Coconut is rich in catechins, phytochemical compounds currently being studied for cancer-fighting potential.
Animal studies have found that menopausal lab animals fed coconut water had higher blood levels of estrogen and less destruction of brain cells compared to control groups. The conclusion: coconut has “estrogen-like characteristics” and may play a role in preventing Alzheimer’s and other types of dementia in the aged.
Crohn’s disease (inflammatory bowel disease).
In Spanish studies reported in Journal of Nutrition, coconut oil reduced the rate of chemically induced Crohn’s disease in lab animals.
Coconut supports healthy bones and teeth by improving the body’s ability to absorb calcium and magnesium. Thus, it protects against osteoporosis, a condition in which the bones lose their density, becoming thin and fragile.

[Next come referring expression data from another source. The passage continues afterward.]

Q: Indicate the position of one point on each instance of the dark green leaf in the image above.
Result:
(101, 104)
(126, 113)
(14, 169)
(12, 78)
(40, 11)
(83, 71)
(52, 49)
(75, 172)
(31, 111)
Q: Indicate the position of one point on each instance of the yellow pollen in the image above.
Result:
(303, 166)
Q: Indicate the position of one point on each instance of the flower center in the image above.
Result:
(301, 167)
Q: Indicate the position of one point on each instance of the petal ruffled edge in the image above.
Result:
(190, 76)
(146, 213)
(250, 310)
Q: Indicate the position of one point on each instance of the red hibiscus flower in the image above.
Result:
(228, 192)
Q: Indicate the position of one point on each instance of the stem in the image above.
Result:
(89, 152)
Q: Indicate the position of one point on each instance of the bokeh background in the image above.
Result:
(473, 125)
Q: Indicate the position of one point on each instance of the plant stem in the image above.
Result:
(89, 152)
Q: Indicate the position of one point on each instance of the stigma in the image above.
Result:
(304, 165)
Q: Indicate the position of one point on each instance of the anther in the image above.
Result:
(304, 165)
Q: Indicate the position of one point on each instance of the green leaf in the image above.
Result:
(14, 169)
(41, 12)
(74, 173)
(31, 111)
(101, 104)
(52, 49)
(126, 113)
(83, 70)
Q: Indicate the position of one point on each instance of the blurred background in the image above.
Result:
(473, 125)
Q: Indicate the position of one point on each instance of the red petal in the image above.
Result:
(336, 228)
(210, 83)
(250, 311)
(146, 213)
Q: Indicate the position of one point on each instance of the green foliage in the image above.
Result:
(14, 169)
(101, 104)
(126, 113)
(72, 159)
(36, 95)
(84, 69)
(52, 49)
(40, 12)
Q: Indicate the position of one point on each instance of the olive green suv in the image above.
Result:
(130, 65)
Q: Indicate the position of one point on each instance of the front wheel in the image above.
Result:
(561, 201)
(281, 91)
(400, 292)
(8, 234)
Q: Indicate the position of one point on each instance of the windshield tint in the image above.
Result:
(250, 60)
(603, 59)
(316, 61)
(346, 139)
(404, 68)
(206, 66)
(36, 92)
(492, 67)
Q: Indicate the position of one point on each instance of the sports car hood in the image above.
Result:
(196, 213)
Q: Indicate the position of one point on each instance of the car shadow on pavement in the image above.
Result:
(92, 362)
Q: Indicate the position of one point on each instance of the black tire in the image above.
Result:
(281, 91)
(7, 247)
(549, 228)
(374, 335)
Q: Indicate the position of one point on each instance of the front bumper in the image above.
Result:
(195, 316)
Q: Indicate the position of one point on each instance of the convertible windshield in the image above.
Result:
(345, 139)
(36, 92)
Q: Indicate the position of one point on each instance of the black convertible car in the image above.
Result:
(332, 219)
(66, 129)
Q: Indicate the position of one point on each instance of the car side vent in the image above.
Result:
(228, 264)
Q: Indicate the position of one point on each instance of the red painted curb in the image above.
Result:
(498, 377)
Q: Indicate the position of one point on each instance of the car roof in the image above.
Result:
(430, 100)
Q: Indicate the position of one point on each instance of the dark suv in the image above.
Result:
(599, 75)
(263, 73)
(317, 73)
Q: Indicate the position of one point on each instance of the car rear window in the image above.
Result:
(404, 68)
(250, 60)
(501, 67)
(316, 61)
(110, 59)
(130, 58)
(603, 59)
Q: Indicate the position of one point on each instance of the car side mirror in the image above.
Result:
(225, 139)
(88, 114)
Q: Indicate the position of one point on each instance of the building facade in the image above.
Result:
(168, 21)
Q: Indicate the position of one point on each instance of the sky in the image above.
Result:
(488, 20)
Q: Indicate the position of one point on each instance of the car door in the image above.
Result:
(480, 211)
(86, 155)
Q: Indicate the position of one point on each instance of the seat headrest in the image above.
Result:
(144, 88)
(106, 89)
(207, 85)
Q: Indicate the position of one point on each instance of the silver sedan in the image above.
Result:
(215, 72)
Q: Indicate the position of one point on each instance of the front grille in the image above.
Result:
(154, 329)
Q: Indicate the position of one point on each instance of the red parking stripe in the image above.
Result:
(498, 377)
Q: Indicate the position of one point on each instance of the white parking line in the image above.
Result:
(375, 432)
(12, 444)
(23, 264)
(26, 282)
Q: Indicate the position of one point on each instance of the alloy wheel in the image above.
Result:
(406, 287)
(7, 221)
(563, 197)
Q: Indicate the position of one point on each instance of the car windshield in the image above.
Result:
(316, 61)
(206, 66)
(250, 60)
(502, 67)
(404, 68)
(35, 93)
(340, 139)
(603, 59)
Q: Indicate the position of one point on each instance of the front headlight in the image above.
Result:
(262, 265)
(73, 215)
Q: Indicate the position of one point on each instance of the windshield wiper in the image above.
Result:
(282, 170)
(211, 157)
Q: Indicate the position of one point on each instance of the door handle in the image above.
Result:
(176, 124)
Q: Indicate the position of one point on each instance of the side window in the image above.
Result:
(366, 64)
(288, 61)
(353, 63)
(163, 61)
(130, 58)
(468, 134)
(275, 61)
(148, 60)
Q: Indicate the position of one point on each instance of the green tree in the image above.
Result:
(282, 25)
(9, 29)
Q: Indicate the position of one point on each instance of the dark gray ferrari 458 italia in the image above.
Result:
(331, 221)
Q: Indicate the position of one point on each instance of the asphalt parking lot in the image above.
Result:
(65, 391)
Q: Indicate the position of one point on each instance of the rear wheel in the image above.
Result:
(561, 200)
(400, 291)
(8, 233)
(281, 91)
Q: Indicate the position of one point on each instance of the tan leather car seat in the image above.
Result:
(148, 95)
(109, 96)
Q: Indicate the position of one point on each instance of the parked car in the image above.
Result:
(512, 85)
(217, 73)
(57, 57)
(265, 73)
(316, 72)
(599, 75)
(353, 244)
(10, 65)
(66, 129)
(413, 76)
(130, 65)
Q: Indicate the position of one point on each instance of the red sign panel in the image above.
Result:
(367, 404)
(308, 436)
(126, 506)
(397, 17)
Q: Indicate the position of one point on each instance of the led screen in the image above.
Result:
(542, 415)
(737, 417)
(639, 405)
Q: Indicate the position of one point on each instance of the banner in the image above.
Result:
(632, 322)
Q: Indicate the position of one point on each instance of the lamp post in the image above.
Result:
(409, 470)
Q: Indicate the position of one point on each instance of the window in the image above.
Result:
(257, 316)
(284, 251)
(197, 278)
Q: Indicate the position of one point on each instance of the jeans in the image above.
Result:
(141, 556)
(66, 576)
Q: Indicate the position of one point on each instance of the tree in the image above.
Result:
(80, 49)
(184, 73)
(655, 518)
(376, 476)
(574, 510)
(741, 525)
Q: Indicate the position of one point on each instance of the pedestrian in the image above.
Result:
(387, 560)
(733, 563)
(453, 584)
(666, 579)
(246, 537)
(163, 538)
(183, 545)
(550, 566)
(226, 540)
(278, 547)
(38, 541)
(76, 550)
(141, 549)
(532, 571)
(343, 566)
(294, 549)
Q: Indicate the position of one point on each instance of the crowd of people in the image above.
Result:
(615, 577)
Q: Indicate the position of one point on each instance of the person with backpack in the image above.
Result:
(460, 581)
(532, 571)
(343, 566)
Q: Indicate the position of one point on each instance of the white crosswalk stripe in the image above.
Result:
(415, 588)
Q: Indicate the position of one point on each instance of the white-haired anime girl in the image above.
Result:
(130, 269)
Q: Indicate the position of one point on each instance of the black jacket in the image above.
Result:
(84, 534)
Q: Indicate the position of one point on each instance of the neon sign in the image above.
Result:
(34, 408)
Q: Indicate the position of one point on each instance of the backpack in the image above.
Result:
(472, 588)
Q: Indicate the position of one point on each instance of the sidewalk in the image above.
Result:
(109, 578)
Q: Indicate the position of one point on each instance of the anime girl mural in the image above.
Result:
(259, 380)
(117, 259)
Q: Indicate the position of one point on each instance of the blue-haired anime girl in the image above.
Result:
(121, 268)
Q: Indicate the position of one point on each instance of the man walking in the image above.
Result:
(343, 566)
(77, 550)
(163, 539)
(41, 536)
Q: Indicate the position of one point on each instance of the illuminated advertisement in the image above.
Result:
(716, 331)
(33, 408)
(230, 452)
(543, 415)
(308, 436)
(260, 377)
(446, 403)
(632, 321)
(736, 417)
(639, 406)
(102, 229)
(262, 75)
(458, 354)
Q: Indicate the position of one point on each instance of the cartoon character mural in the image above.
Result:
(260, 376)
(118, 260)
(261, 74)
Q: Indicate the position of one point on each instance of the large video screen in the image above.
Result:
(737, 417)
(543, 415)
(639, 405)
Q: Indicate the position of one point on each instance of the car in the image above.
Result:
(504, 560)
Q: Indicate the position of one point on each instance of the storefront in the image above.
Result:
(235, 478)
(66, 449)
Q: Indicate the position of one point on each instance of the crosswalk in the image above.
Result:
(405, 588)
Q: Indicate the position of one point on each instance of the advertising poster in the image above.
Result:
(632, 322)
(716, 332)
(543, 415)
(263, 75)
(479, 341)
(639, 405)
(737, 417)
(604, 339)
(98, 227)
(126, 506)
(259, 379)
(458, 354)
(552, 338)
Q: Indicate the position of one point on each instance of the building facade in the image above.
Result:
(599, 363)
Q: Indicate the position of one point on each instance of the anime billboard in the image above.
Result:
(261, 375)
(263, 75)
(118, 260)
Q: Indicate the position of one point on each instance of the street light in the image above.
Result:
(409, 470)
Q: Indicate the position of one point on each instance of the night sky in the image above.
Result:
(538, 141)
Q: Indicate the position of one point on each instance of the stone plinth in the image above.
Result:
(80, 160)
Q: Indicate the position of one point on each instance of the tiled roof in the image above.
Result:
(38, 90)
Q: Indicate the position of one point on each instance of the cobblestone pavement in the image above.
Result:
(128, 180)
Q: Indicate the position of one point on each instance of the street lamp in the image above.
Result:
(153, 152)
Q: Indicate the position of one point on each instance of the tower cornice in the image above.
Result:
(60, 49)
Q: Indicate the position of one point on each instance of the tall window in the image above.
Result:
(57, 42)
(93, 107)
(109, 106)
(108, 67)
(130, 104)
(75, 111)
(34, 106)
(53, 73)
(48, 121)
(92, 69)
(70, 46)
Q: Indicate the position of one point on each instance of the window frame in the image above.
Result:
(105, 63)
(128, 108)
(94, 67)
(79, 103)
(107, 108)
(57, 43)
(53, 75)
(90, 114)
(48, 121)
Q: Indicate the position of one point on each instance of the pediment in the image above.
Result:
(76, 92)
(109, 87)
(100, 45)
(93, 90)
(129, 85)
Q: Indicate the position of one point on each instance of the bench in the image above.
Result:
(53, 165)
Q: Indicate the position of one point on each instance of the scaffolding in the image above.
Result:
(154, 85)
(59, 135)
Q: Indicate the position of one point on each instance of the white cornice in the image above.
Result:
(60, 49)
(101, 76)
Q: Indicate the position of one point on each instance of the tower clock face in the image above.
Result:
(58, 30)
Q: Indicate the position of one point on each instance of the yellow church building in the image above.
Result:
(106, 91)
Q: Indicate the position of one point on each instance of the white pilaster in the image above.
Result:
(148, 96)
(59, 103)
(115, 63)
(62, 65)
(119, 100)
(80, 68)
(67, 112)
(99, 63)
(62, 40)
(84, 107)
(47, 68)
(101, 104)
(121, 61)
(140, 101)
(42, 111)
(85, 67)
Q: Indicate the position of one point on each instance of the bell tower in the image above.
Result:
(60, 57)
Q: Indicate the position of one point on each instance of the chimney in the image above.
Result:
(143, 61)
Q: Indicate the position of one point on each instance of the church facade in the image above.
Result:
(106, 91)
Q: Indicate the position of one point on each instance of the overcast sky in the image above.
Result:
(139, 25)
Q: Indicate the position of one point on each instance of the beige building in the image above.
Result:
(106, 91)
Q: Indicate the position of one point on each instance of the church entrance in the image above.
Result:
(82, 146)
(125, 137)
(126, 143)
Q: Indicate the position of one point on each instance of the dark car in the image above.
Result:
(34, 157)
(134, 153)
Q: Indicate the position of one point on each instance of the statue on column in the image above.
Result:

A popular tea in northeast Brazil made from coconut husk fibers is used to treat several inflammatory disorders. As reported in Journal of Ethnopharmacology, tests showed it reduced inflammation and relieved pain in the same way as morphine.
Skin and hair care.
Coconut oil, applied externally, supports the natural chemical balance of the skin, softening and relieving dryness and flaking, preventing wrinkles, sagging skin and age spots, providing protection from damaging effects of ultraviolet radiation from the sun. The oil, used in shampoos and conditioners, promotes healthy hair and helps control dandruff. In many tropical countries, the pure oil is massaged into hair before washing as a pre-conditioner to keep hair soft and shiny.